Non pochi civili, anche giovanissimi e spesso al fianco dei propri congiunti proscritti, parteciparono alla resistenza contro le forze alleate, a smentita dell’immagine propagandistica di folle di straccioni acclamanti ed entusiasti per le elemosine di cibarie varie, sicuramente reale ma molto episodica. E anche dei civili saranno vittime di esecuzioni illegali e criminali, oltre quelle di militari arresisi tanto italiani quanto tedeschi di cui si macchiarono diversi militari americani, anche processati.
Indubbiamente, specie dopo il 25 luglio, non furono poche le intere unità sbandate e disertrici in un’ atmosfera già quasi da otto settembre. Ma alla caduta di Palermo senza opporre resistenza, fa da contraltare la violentissima battaglia tra italotedeschi al ponte di Primo Sole, o la resistenza nella piana di Catania.

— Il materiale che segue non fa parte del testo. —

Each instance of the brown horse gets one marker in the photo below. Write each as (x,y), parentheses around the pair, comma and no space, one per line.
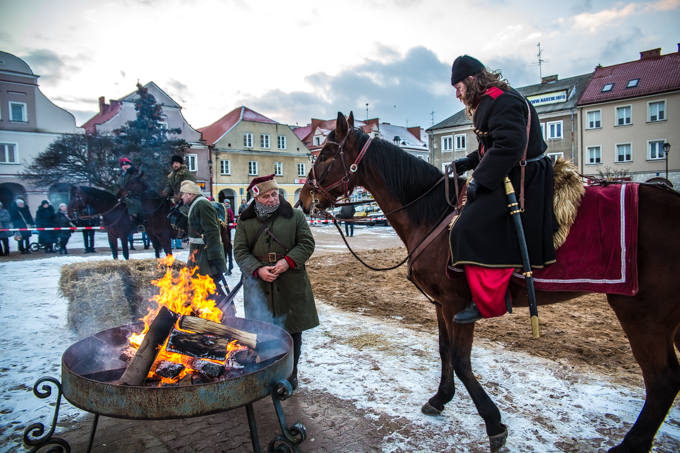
(650,319)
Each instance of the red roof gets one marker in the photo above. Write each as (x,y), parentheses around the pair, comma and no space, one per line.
(214,132)
(106,113)
(656,75)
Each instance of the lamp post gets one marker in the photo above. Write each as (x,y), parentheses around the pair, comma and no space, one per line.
(666,150)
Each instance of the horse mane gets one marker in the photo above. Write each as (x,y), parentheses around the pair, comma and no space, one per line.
(406,178)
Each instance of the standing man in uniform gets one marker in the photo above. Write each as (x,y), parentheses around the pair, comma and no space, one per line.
(206,252)
(271,246)
(483,239)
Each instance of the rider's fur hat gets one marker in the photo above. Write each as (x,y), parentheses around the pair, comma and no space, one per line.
(262,184)
(190,187)
(465,66)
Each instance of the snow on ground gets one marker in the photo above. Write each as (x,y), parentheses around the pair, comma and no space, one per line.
(383,368)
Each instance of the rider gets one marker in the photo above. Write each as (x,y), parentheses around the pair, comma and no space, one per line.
(132,201)
(483,239)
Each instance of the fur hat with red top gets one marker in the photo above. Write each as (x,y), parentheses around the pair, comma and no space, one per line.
(263,184)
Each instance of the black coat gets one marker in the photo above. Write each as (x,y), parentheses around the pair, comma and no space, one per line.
(484,234)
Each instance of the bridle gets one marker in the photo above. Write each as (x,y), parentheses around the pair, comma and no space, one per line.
(315,183)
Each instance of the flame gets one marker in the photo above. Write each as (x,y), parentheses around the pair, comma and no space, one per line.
(186,294)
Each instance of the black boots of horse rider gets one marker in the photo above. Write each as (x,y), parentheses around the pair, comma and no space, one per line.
(297,348)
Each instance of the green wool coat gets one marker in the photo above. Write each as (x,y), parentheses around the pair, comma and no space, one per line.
(203,222)
(175,179)
(288,301)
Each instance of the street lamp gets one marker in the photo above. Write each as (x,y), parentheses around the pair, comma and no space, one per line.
(666,150)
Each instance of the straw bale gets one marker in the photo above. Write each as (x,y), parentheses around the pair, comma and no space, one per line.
(106,294)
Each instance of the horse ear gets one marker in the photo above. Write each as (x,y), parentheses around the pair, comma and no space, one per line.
(341,127)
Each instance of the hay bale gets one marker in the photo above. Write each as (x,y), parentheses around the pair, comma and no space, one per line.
(106,294)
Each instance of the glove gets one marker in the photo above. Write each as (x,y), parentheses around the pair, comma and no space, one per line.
(217,264)
(473,189)
(463,164)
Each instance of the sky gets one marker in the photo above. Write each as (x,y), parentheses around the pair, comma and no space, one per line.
(293,61)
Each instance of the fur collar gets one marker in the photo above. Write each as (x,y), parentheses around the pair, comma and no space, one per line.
(285,210)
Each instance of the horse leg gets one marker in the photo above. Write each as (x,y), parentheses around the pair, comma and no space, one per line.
(461,341)
(447,387)
(113,243)
(651,334)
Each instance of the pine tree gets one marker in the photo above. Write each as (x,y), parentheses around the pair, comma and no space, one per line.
(146,142)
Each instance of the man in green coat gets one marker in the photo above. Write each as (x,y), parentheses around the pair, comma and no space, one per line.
(275,281)
(206,252)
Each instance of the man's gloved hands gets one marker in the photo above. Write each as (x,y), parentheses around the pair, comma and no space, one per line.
(473,189)
(463,164)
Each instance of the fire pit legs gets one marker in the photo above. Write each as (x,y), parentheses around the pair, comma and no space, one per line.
(294,435)
(37,429)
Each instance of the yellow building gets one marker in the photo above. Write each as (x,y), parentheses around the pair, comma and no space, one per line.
(244,145)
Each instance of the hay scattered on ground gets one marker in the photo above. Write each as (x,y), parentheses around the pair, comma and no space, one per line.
(106,294)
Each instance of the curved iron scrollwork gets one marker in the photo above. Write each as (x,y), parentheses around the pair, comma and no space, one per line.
(33,435)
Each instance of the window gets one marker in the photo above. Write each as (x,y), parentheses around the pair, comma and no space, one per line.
(447,144)
(624,152)
(655,150)
(264,141)
(555,130)
(190,159)
(594,119)
(17,112)
(657,111)
(623,116)
(247,140)
(225,167)
(459,140)
(553,156)
(594,155)
(8,153)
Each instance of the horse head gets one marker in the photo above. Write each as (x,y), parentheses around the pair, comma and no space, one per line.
(333,175)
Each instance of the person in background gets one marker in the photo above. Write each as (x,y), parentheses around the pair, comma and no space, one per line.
(62,221)
(91,219)
(21,218)
(44,218)
(5,222)
(275,281)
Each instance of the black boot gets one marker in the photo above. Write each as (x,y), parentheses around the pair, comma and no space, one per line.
(470,314)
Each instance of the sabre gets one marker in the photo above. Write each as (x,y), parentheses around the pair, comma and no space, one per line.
(514,213)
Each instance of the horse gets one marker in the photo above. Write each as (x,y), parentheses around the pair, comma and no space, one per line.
(116,220)
(650,319)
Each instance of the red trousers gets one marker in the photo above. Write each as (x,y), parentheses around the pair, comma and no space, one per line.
(488,286)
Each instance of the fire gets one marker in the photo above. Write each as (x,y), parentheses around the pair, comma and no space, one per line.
(186,294)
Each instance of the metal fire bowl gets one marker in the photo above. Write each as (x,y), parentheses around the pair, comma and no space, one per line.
(97,358)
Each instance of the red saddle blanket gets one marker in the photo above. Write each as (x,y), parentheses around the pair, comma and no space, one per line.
(600,252)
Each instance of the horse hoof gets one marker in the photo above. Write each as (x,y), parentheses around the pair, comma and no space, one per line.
(429,409)
(498,440)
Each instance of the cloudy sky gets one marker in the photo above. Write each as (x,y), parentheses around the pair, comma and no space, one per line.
(294,60)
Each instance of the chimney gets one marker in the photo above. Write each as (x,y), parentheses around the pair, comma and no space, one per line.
(650,53)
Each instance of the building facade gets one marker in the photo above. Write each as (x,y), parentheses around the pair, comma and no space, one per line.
(244,144)
(29,123)
(629,112)
(118,112)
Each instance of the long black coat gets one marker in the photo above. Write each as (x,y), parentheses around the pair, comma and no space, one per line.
(485,234)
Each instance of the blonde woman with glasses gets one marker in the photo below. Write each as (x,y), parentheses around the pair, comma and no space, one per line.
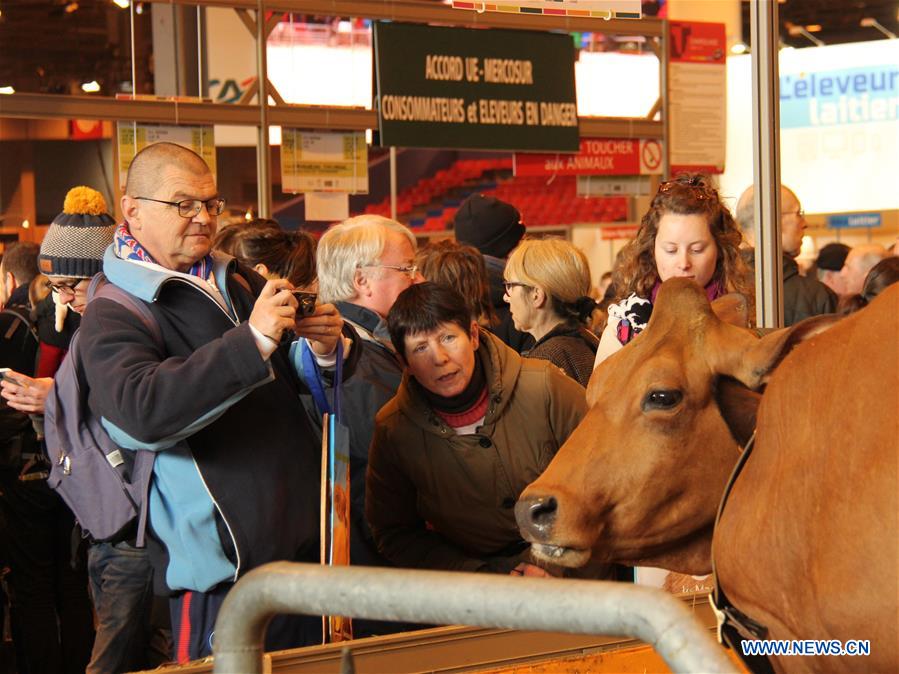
(547,284)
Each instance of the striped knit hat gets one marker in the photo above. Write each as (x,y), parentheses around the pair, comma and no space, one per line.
(74,245)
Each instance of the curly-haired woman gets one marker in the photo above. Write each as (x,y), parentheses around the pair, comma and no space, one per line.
(687,232)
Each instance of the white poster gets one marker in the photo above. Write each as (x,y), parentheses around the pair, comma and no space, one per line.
(324,162)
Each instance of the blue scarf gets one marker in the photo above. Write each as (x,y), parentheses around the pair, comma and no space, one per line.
(129,248)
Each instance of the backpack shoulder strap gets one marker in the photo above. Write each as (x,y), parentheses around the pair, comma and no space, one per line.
(101,287)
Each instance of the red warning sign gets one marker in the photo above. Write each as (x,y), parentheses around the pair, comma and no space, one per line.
(597,156)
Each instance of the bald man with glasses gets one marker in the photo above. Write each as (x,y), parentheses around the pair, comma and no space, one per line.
(236,474)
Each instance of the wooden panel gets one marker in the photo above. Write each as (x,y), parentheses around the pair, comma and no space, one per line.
(474,649)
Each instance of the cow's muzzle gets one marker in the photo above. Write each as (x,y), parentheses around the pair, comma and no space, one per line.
(536,516)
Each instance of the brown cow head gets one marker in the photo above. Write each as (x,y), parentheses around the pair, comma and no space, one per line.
(639,480)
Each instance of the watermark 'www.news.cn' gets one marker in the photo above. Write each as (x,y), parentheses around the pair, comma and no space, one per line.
(805,647)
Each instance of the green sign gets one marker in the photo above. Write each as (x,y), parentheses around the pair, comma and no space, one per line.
(480,89)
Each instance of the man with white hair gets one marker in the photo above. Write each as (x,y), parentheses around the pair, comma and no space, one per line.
(803,296)
(859,262)
(364,263)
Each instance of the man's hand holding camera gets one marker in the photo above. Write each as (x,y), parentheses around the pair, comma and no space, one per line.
(24,393)
(277,310)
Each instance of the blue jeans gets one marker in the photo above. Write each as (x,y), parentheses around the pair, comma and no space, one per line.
(121,580)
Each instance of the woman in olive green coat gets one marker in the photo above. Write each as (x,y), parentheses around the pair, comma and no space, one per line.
(471,425)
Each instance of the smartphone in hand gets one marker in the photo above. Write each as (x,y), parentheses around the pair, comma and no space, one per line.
(306,303)
(7,375)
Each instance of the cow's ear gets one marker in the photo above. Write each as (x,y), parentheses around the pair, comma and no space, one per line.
(738,406)
(751,362)
(732,308)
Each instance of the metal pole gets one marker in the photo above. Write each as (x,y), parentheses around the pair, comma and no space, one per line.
(664,61)
(263,150)
(765,38)
(133,55)
(201,88)
(444,598)
(393,182)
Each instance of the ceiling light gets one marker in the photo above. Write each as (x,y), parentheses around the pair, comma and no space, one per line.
(870,22)
(795,30)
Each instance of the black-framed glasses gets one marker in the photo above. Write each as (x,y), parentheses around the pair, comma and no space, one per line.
(411,270)
(59,287)
(508,285)
(188,208)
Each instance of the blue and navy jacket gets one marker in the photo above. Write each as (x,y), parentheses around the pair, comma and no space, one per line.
(236,479)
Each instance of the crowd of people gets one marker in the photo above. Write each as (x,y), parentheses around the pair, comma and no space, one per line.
(464,368)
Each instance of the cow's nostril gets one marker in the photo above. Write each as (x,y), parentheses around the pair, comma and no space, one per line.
(536,516)
(543,511)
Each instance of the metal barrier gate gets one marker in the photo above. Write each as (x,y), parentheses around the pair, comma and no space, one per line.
(444,598)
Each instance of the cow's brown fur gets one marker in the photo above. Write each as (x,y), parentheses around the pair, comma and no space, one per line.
(808,543)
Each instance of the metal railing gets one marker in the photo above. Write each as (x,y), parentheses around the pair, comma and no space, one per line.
(446,598)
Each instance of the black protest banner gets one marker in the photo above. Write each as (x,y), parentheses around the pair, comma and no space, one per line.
(479,89)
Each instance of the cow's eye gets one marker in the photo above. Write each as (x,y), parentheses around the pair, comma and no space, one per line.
(662,400)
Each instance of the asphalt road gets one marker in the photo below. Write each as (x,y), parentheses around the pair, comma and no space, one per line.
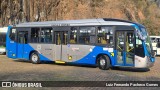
(20,70)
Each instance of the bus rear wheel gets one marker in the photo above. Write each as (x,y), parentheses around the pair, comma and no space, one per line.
(35,58)
(104,62)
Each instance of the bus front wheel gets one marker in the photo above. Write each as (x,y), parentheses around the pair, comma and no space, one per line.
(35,58)
(104,62)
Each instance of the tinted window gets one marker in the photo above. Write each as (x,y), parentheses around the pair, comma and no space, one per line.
(35,35)
(13,34)
(87,35)
(73,35)
(46,35)
(105,35)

Insomma, gli italiani, anche se fortemente supportati dalle forze germaniche senza particolari problemi politici e di gelosia, riuscirono a non sfaldarsi militarmente, ad offrire prestazioni professionali e disponibilità al sacrificio complessivamente in una media decente per un esercito tanto demoralizzato e indebolito. Nonostante l’immane potenziale di tutte e tre le armi messo in campo dall’invasore, le forze dell’Asse riuscirono a guadagnare la via del continente e ad attraversare lo stretto di Messina ordinatamente: la spallata all’ Italia in pochi mesi era fallita, si può dire alquanto clamorosamente nonostante i nervi del Sistema Italia fossero ormai nel pieno cedimento.